Tied to a rope stretched between two trees is an orange strip of fabric. It represents a recent victim of gun violence.
Next to the first piece of orange fabric is another one. Then another one. And another. And then hundreds more. Between two other trees is another rope, and hundreds more orange strips are tied to it. And there is a rope of orange over there, and over there and over there.
More than 30,000 orange ribbons — a constantly growing number — are included in “Enough,” a public art project from Chicagoland artist Jacqueline von Edelberg that weaved throughout a community rally Saturday, July 9, at Sunset Woods Park in Highland Park.
Participants who arrived early tied more orange strips to the artwork, and as the event began, seven more pieces were ceremoniously added to the project. Each new piece included the name of a person who was killed in the mass shooting on Monday, July 4, during Highland Park’s Independence Day parade.
Just two weeks prior, and nine days before the shooting, von Edelberg’s “Enough” was featured by the Art Center of Highland Park, where event organizers read the names of gun-violence victims during an installation event on June 25.
On Saturday, it was the centerpiece amid more intimate mourning as hundreds of supporters came to the park to honor the victims, comfort each other and demand an end to gun violence.
“This is not normal,” said Rachel Jacoby, the event’s organizer. “I’m here today to remind us that it doesn’t have to be this way. We deserve to live in a country where guns are not the leading cause of death for children.”

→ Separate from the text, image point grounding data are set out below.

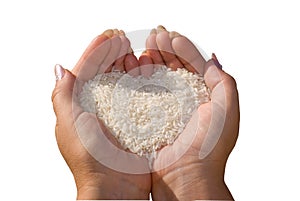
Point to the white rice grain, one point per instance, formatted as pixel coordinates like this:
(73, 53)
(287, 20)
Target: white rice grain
(145, 114)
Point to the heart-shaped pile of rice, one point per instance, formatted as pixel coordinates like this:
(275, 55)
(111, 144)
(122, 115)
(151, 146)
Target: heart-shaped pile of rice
(145, 114)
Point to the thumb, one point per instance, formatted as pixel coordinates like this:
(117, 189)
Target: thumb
(63, 92)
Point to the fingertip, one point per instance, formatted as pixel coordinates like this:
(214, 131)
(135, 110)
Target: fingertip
(146, 65)
(132, 65)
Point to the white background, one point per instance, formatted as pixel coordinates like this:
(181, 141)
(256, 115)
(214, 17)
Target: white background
(256, 41)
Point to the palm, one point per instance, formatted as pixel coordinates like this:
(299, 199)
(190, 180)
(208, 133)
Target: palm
(205, 144)
(98, 155)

Jacoby’s passionate words and pleas were often met with stirring applause, as were those of other speakers, such as elected officials U.S. Rep. Brad Schneider and Lake County State’s Attorney Eric Rinehart and local activists Anthony McIntyre, founder of the Antmound Foundation, out of Lake County.
McIntyre’s organization focuses on getting guns off the streets and he spoke about how gun violence is a problem for all communities. He said no matter where you live, “There is a universal problem of guns being in the hands of people who shouldn’t have them.”
Speakers called for universal background checks for those who wish to purchase a firearm and a ban on assault-style rifles, among other change.
The rally was one of several community gatherings in the wake of the mass shooting.
During each event, residents and neighbors search for answers and healing and ways to contribute to those pursuits. Judi Elman taught at Highland Park High School for 22 years and was at the rally tying orange ribbons. Glencoe residents Allison Shaewitz and her husband, Joey, both grew up in Highland Park and were on hand with signs that called for change. Kate Joyce, of Deerfield, went to school in Highland Park and drew a large heart on the sidewalk in colored chalk along with the words “Hope For #HPSTRONG.”
“I want to do something. I can’t just sit around anymore and pretend it’s OK, because it’s not OK,” Joyce said.
The rally was sponsored in part by March For Our Lives and Moms Demand Action, a national group with chapters in every state and in many communities.
Erinn Martin, of the MDA North Shore group, said the fight for gun control begins at the local level and the community group has already begun its work.
Martin said her organization has been in touch with local school districts and village governments to release information on how to properly and legally store firearms in the home. A letter from the Village of Winnetka went out last week, and Martin expects one from New Trier High School officials this week.
“These conversations need to be had,” she said. “We need to be able to talk about guns in our country.”
On the state and national level, MDA fights for policy and legislative change, and Rep. Schneider and Rinehart made it clear that a ban on assault-style weapons is their priority.
The City of Highland Park will host another community event this week — a vigil at 7 p.m. Wednesday, July 13, at City Hall.